Подросток, опомнившись, резко поднимает взор на стоящего напротив Хэддока и, чтобы не вызывать подозрений, швыряет в мальчишку острый нож. Оружие впечатывается парой сантиметров от головы викинга, прямо в рядом стоящее дерево. У парнишки проходит дрожь по спине, и он слегка сжимается от испуга; двенадцатилетний Иккинг ещё не привык к грубости нового знакомого.
— Ничего, заткнись, — сквозь зубы шипит Дагур, нахмурив брови.
Хэддок нервно сглатывает. Их вместе со взбалмошным берсерком отправил гулять по лесу отец мальчика, и он уже жалеет, что согласился на эту просьбу. Сын вождя сжимает ладони вместе, задумавшись над тем, как бы ему быстрее сбежать от этой одновременно и страшной, и неловкой прогулки. Тем временем Дагур снова невзначай смеряет взглядом крохотные руки Иккинга; что-то внутри сжимается, и странное чувство удовлетворения при виде тонких кистей разливается по телу Дагура. Ну вот опять это происходит! Берсерк раздражённо сжимает зубы.
— Слушай, я совсем забыл, — неуверенно произносит Хэддок, заикаясь, — мне же сегодня ещё нужно Плеваке в кузне помочь.
Викинг собирается бежать прочь, но подросток успевает схватить его за руку. Мальчик отчаянно пытается вырваться, но всё безуспешно. Хватка пятнадцатилетнего Дагура слишком сильна. Иккинг ощущает сильную боль на запястье, которая в будущем откликнется ему свежим синяком.
— Успокойся, рыбья кость, — с каменным лицом процеживает берсерк.
Он игнорирует попытки викинга освободиться, резко притягивая его к себе. Сильные ладони сжимают тощие викинговские ручонки. Слишком нежные и детские. Дагур пытается понять, что за чертовщина его в них привлекла и, не обращая внимания на протесты младшего, начинает внимательно рассматривать непозволительно невинные, не убившие ещё ни единой живой души, руки. Обычно у людей, что знает берсерк, очень грубая и шершавая кожа — вся в порезах и шрамах. Чужие и собственные увечия всегда приносят парню и садистские, и мазохистские удовольствия, однако как только его взор падает на неприлично нежные ручонки Иккинга — внизу живота начинает сильно печь, и оторвать свой взгляд от тонких кистей рук Дагур уже не в состоянии.

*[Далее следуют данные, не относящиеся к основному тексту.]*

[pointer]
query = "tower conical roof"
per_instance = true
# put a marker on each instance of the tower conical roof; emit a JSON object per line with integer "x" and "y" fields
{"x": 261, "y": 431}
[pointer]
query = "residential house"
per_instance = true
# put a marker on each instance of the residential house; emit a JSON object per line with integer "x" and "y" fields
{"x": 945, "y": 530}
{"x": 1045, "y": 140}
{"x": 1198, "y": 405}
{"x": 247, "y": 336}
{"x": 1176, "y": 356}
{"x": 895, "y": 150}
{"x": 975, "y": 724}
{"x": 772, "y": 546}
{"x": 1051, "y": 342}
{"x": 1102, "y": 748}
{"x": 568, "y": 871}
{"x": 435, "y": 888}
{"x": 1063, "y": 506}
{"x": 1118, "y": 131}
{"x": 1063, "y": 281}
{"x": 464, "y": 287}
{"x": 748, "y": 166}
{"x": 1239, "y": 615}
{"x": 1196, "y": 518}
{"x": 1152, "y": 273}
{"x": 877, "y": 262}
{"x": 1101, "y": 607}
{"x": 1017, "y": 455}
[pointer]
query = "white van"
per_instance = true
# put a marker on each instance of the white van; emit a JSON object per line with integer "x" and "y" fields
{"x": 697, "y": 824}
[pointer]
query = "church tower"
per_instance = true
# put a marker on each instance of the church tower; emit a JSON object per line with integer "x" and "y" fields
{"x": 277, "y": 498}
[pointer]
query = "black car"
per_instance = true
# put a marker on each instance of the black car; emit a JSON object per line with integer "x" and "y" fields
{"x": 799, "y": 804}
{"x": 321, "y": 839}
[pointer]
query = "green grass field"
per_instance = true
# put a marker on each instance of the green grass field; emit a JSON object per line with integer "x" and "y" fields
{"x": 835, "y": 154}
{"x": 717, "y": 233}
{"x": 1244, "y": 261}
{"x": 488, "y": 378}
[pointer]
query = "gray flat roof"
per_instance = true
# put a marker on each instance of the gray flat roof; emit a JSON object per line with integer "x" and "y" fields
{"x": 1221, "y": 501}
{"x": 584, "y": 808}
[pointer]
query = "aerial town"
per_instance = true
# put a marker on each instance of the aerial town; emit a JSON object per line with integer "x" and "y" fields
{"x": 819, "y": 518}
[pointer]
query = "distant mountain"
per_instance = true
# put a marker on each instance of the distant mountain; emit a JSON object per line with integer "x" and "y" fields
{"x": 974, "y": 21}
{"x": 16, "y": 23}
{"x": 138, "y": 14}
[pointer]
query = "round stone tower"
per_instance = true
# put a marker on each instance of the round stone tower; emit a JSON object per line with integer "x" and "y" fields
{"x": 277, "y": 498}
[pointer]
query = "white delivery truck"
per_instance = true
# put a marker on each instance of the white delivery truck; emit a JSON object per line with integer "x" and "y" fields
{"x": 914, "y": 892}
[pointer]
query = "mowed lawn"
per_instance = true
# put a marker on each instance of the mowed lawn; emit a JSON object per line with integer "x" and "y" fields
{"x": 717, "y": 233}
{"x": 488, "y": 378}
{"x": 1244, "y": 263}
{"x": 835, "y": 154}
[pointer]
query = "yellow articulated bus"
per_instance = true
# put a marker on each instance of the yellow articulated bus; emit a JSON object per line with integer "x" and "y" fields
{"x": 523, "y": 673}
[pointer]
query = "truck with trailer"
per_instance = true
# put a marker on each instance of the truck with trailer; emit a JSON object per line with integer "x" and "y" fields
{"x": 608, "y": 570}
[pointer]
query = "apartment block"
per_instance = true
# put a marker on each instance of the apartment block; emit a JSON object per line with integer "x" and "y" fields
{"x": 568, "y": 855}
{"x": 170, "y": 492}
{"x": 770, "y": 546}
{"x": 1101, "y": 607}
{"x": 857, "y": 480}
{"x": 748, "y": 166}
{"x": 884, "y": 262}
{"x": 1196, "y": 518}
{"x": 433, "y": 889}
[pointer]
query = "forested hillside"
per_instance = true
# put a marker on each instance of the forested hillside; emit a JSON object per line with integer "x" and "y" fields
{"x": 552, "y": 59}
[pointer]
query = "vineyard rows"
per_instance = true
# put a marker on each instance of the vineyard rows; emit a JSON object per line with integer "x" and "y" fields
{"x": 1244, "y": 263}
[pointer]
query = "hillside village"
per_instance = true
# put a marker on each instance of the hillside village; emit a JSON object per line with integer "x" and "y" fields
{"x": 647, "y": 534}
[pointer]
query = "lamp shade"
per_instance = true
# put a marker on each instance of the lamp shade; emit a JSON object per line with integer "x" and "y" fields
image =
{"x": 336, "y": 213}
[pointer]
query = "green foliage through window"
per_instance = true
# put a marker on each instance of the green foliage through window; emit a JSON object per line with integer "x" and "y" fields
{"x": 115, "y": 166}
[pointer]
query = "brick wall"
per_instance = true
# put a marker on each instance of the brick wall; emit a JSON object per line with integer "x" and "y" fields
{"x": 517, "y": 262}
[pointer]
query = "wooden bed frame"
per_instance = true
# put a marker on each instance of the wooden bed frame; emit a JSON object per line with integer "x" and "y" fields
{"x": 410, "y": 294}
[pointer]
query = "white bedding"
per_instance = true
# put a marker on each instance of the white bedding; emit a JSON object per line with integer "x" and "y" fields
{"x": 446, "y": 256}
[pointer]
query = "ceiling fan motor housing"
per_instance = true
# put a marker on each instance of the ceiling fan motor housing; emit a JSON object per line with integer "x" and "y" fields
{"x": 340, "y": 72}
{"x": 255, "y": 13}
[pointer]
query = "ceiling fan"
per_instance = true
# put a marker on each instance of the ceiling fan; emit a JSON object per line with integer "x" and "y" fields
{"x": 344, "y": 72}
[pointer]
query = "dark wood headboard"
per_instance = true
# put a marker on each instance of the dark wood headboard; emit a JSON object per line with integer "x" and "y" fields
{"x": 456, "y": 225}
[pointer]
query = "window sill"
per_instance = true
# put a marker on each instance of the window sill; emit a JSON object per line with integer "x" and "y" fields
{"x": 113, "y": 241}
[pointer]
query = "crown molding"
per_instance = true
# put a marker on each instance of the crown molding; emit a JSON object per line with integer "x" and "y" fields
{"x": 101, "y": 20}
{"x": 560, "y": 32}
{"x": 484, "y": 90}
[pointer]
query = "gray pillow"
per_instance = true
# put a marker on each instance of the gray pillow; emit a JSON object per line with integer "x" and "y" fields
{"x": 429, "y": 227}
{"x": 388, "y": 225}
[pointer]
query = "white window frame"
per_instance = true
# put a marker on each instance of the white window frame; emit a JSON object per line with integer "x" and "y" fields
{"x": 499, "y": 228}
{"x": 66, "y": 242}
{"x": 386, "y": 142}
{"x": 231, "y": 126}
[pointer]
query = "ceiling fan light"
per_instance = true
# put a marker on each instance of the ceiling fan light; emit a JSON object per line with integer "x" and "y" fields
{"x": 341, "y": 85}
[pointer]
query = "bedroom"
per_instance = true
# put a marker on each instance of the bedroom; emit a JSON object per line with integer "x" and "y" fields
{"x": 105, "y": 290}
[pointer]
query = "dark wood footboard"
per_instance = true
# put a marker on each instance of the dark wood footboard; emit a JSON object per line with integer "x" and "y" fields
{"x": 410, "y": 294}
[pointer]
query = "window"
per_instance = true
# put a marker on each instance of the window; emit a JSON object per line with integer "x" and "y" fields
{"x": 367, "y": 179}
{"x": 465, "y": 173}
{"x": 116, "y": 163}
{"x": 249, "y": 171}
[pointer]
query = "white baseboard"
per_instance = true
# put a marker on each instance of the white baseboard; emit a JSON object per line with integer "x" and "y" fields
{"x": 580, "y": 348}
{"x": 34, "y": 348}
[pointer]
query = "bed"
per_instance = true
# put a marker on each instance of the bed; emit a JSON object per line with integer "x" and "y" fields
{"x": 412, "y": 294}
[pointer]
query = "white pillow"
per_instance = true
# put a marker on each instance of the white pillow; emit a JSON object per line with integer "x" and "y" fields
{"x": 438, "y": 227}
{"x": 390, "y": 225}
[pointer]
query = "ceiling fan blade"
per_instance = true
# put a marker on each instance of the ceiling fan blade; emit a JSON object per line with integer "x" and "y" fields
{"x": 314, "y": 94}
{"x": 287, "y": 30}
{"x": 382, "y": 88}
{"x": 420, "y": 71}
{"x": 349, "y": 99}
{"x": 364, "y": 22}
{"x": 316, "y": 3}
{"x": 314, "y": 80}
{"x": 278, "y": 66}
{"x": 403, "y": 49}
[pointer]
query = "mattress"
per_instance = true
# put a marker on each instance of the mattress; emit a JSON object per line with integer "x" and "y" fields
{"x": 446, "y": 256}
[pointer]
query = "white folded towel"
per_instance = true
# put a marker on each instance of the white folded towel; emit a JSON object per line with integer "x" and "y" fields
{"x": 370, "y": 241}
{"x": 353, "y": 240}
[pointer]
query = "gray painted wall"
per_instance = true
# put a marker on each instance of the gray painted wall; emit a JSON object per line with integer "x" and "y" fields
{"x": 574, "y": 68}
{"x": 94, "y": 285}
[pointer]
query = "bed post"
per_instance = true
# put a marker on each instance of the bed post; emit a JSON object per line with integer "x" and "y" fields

Сердце Хэддока начинает учащённо биться. Мальчик не знает, чего ему ожидать от кровожадного берсерка, поэтому в страхе зажмуривает глаза. Рыжеволосый подросток ещё с минуту рассматривает тыльную сторону ладоней викинга, периодически пальцами проводя по мягкой коже дорожки невидимых линий. Когда Дагур наконец-то приходит в себя и осознаёт, что залипает уже непростительно долго на руки Иккинга, в зелёных глазах его появляется искра стыда, а затем, вдогонку, ещё и злости на себя самого.

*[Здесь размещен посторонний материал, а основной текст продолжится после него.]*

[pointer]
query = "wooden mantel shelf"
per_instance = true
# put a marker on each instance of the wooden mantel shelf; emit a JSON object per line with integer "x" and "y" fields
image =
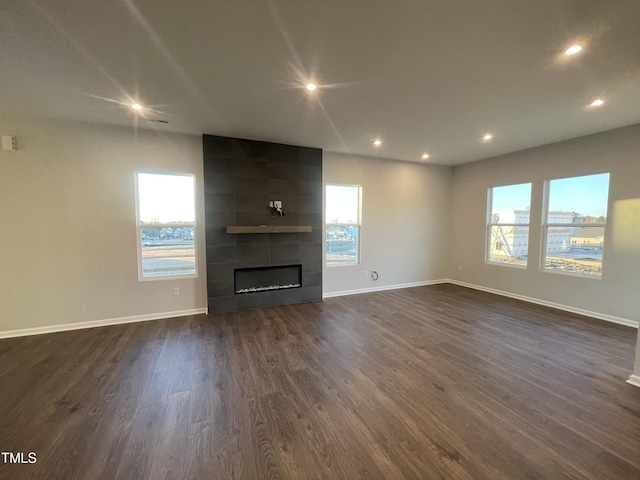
{"x": 268, "y": 229}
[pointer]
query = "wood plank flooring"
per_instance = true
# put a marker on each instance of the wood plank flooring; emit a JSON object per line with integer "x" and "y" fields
{"x": 437, "y": 382}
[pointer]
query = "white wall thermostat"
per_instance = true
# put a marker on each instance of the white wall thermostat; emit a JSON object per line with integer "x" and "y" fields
{"x": 8, "y": 142}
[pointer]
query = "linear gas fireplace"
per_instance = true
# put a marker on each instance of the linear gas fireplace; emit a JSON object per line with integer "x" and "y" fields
{"x": 262, "y": 279}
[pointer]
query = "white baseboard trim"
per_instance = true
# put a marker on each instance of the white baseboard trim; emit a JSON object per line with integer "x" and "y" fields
{"x": 634, "y": 380}
{"x": 100, "y": 323}
{"x": 601, "y": 316}
{"x": 382, "y": 288}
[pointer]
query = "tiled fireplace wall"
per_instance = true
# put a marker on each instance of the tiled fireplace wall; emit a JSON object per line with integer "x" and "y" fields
{"x": 241, "y": 177}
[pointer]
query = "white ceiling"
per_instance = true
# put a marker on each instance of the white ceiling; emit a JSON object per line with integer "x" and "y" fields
{"x": 423, "y": 75}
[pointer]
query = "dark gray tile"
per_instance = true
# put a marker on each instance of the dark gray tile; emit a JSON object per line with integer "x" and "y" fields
{"x": 311, "y": 294}
{"x": 254, "y": 300}
{"x": 218, "y": 184}
{"x": 218, "y": 202}
{"x": 218, "y": 166}
{"x": 251, "y": 186}
{"x": 312, "y": 279}
{"x": 311, "y": 173}
{"x": 253, "y": 218}
{"x": 220, "y": 272}
{"x": 252, "y": 253}
{"x": 310, "y": 156}
{"x": 310, "y": 189}
{"x": 215, "y": 146}
{"x": 262, "y": 263}
{"x": 311, "y": 205}
{"x": 284, "y": 170}
{"x": 222, "y": 305}
{"x": 252, "y": 203}
{"x": 250, "y": 169}
{"x": 311, "y": 265}
{"x": 284, "y": 261}
{"x": 279, "y": 238}
{"x": 220, "y": 288}
{"x": 285, "y": 297}
{"x": 310, "y": 250}
{"x": 289, "y": 219}
{"x": 282, "y": 187}
{"x": 290, "y": 203}
{"x": 221, "y": 254}
{"x": 283, "y": 251}
{"x": 219, "y": 237}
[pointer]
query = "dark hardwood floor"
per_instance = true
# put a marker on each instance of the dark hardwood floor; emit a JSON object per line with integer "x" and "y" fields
{"x": 437, "y": 382}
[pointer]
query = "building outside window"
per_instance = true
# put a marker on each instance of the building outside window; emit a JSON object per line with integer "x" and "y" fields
{"x": 342, "y": 218}
{"x": 166, "y": 226}
{"x": 508, "y": 221}
{"x": 574, "y": 224}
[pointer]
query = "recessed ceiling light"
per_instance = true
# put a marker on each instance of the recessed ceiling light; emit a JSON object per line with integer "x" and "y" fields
{"x": 573, "y": 49}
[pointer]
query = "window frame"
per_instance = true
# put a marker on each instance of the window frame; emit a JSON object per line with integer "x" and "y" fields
{"x": 490, "y": 224}
{"x": 140, "y": 226}
{"x": 545, "y": 228}
{"x": 357, "y": 226}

— Да пошёл ты! — рявкает берсерк, отталкивая в сторону и без того напуганного мальчишку. Тот спотыкается, чуть не упав наземь, и неуклюже отбегает от подростка. Дагур резким движением вытаскивает из коры близстоящего дерева свой хорошо заточенный нож. Он поворачивается к растерянному Хэддоку и угрожающе направляет испачканное грязью лезвие в его сторону. Грудь маленького Иккинга интенсивно вздымается от сбившегося дыхания, и он, попутно издав испуганный вскрик, бежит прочь.
Берсерк проводит его отстранённым взглядом. Когда мальчишка скрывается за густой зеленью, Дагур садится наземь и опирается спиной о ствол древа. Парень задумчиво рассматривает свой клинок, периодически кидая взгляд на собственные ладони — грубые и совершенно не те.